On December 26, 2007, the Film Academy of the Philippines (FAP) announced the winners of the 25th anniversary presentation of the Luna Award before the actual awards night at the Club Filipino, San Juan on December 27. The Lamberto Avellana Memorial Award was awarded posthumously to Manuel Conde and Vic Silayan.

In 2009, Conde was posthumously proclaimed as a National Artist of the Philippines for Film and Broadcast Arts, but the conferment of the order was delayed due to a controversy. The order was finally bestowed in a ceremony at Malacañang Palace in November 2013.

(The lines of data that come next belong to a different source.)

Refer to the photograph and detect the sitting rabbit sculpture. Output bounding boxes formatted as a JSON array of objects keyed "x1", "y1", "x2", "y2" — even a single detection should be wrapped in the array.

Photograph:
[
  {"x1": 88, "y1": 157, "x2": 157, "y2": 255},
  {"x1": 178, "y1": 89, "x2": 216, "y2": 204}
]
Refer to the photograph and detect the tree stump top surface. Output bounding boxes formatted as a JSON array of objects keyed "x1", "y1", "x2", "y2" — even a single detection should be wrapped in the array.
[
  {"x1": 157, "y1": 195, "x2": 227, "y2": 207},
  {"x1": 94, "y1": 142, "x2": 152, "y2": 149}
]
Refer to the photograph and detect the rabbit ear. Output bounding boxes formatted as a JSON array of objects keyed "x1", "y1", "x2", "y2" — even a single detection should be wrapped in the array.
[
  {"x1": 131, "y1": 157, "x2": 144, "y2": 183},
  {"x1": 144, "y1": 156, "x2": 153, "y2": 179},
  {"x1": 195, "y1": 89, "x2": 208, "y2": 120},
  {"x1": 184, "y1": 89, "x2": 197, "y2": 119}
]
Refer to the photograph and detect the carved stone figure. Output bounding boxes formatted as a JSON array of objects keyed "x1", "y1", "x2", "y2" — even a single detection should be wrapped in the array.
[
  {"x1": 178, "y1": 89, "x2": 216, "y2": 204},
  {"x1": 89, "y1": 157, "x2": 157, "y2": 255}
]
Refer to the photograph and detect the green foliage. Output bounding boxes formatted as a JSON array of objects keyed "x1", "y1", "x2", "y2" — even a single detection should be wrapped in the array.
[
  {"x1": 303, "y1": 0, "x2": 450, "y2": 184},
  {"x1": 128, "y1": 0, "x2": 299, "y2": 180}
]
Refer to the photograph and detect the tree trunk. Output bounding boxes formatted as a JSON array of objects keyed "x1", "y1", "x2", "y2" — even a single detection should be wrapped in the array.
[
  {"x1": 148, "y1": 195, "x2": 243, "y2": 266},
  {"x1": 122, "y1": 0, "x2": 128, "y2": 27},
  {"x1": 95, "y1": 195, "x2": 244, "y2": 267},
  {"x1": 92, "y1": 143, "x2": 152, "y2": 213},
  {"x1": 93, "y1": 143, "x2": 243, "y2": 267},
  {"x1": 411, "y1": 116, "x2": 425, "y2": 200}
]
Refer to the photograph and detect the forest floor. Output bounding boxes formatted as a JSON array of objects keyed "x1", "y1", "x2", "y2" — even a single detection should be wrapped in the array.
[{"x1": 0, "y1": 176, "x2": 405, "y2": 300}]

Conde's eldest son, Jun Urbano (a.k.a. Manuel Conde, Jr.), also became a film director, actor, producer and writer. He is better known as Mr. Shooli in a television comedy series Mongolian Barbecue.

==Filmography==
===As actor===
- 1935 – Mahiwagang Biyolin
- 1941 – Ibong Adarna
- 1946 – Orasang Ginto
- 1947 – Si Juan Tamad
- 1948 – Juan Daldal
- 1948 – Vende Cristo
- 1949 – Prinsipe Paris
- 1950 – Genghis Khan
- 1950 – Apat na Alas
- 1950 – Siete Infantes de Lara
- 1951 – Satur
- 1951 – Sigfredo
- 1953 – Senorito
- 1956 – Krus na Kawayan
- 1959 – Juan Tamad Goes to Congress
- 1960 – Juan Tamad Goes to Society
- 1961 – Molave
- 1963 – Si Juan Tamad at si Juan Masipag sa Politikang Walang Hanggan
- 1984 – Soltero (a)
===As director===
- 1939 – Sawing Gantimpala
- 1939 – Maginoong Takas
- 1940 – Binatillo
- 1940 – Villa Hermosa
- 1940 – Ararong Ginto
- 1941 – Hiyas ng Dagat
- 1941 – Prinsipe Teñoso
- 1942 – Caviteno
- 1946 – Orasang Ginto
- 1946 – Doon Po sa Amin
- 1946 – Alaala Kita
- 1946 – Ang Prinsipeng Hindi Tumatawa
- 1947 – Nabasag and Banga
- 1947 – Si Juan Tamad
- 1948 – Juan Daldal
- 1948 – Vende Cristo
- 1949 – Prinsipe Paris
- 1950 – Genghis Khan
- 1950 – Apat na Alas
- 1950 – Siete Infantes de Lara
- 1951 – Sigfredo
- 1953 – Senorito
- 1955 – Ang Ibong Adarna (color remake)
- 1955 – Pilipino Kostum No Touch
- 1955 – Ikaw Kasi
- 1956 – Handang Matodas
- 1956 – Krus na Kawayan
- 1956 – Bahala Na
- 1957 – El Robo
- 1957 – Basta Ikaw
- 1957 – Tingnan Natin
- 1958 – Casa Grande
- 1958 – Venganza
- 1959 – Juan Tamad Goes to Congress
- 1960 – Juan Tamad Goes to Society
- 1960 – Bayanihan
- 1961 – Molave
- 1963 – Si Juan Tamad at si Juan Masipag sa Politikang Walang Hanggan
- 1977 – Tadhana: Ito ang Lahing Pilipino [pre-Spanish episode]
===As scriptwriter===
- 1947 – Si Juan Tamad
- 1948 – Juan Daldal
- 1949 – Prinsipe Paris
- 1950 – Siete Infantes de Lara
- 1956 – Krus na Kawayan
- 1959 – Juan Tamad Goes to Congress
- 1960 – Juan Tamad Goes to Society
- 1961 – Molave
- 1963 – Si Juan Tamad at si Juan Masipag sa Politikang Walang Hanggan
- 1977 – Tadhana: Ito ang Lahing Pilipino [pre-Spanish episode]
===Other productions===
- In the mid-1950s, Conde wrote, directed, and sometimes starred in documentary films for the United States Information Service (USIS), one of which was Give Us This Day.
- In the 1960s, Conde acted, directed and wrote 48 episodes of Under the Guava Tree with Juan Tamad, a 30-minute TV political satire/sitcom series on Channel 13.
- In the 1960s, Conde co-hosted with Johnny Reyes So You Want to Be a Star, a talent search/Live TV variety show on Channel 13.